Homemade Mosquito Trap

Materials:

1 cup water
1/4 cup brown sugar
1 gram of yeast (1/7th typical packet)
2-liter plastic bottle

Directions:

1. Cut the plastic bottle in half.
2. Mix brown sugar with hot water. Let cool. When cold, pour in the bottom half of the bottle.
3. Add the yeast. No need to mix. It creates carbon dioxide, which attracts mosquitoes.
4. Place the funnel part, upside down, into the other half of the bottle, taping them together if desired.
5. Wrap the bottle with something black, leaving the top uncovered, and place it outside in an area away from your normal gathering area. *(Mosquitoes are also drawn to the color black.)*

Change the solution every 2 weeks for continuous control.


----------



## siobhanwf (Mar 20, 2009)

*ants go away SOLUTION*

BLOODY ANTS ARE HERE AGAIN.....

Homesteading Self Sufficiency Survival

Get Rid of Ants Solution

This is a great recipe for getting rid of the ants that come every spring and summer. 

Ingredients:
1 cup sugar
3 tablespoons boric acid
3 cups warm water

Directions:
1. Mix the sugar and boric acid thoroughly.
2. Add the warm water slowly to the dry mix while stirring until it is fully blended.
3. Store in a jar until ready to use.
4. When ready to use, stretch cotton or cotton balls so that they fit into a jar lid. Fill the lid, saturating the cotton to the top.
5. Place it in the location where it is needed - however be certain that you keep this solution away from children and animals!

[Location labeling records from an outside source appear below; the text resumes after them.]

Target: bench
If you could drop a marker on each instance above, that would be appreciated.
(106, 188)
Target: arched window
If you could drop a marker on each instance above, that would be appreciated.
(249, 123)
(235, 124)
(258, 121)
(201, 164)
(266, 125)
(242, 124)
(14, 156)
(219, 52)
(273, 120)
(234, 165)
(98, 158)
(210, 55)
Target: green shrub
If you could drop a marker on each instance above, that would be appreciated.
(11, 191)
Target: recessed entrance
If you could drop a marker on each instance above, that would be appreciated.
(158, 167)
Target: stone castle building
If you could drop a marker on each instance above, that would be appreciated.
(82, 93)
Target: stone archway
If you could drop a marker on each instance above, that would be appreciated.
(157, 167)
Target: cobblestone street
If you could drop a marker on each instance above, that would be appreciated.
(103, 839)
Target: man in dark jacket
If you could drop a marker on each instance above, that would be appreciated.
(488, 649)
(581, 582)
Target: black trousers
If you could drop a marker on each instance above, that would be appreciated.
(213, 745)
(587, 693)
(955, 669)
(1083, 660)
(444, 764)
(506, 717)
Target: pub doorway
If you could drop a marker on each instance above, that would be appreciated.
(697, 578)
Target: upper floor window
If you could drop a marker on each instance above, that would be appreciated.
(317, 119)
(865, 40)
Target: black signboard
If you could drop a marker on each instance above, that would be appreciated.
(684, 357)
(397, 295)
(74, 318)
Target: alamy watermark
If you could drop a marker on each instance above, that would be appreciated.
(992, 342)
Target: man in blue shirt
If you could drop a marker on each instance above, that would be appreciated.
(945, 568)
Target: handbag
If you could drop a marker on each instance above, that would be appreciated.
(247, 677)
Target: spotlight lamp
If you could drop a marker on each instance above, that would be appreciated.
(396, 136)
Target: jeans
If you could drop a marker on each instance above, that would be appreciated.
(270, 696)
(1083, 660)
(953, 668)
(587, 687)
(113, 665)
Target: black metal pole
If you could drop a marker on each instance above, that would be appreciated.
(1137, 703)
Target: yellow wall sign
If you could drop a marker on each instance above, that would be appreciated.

You can find boric acid here: Amazon.com: Boric Acid Powder - 12 Oz: Health & Personal Care

This solution will keep for a long time. A good technique is to drip a drop or two over the edge of the lid to rest on the counter so the ants will find the solution sooner. It may take a while for them to find it, but find it they will. When they do, do not disturb them as they drink. They will take it back to the nest, killing the colony. They will be gone almost overnight.


----------



## Verinia (Apr 6, 2012)

I find chickens are great for eating ants, unfortunately they also eat my seedlings...


----------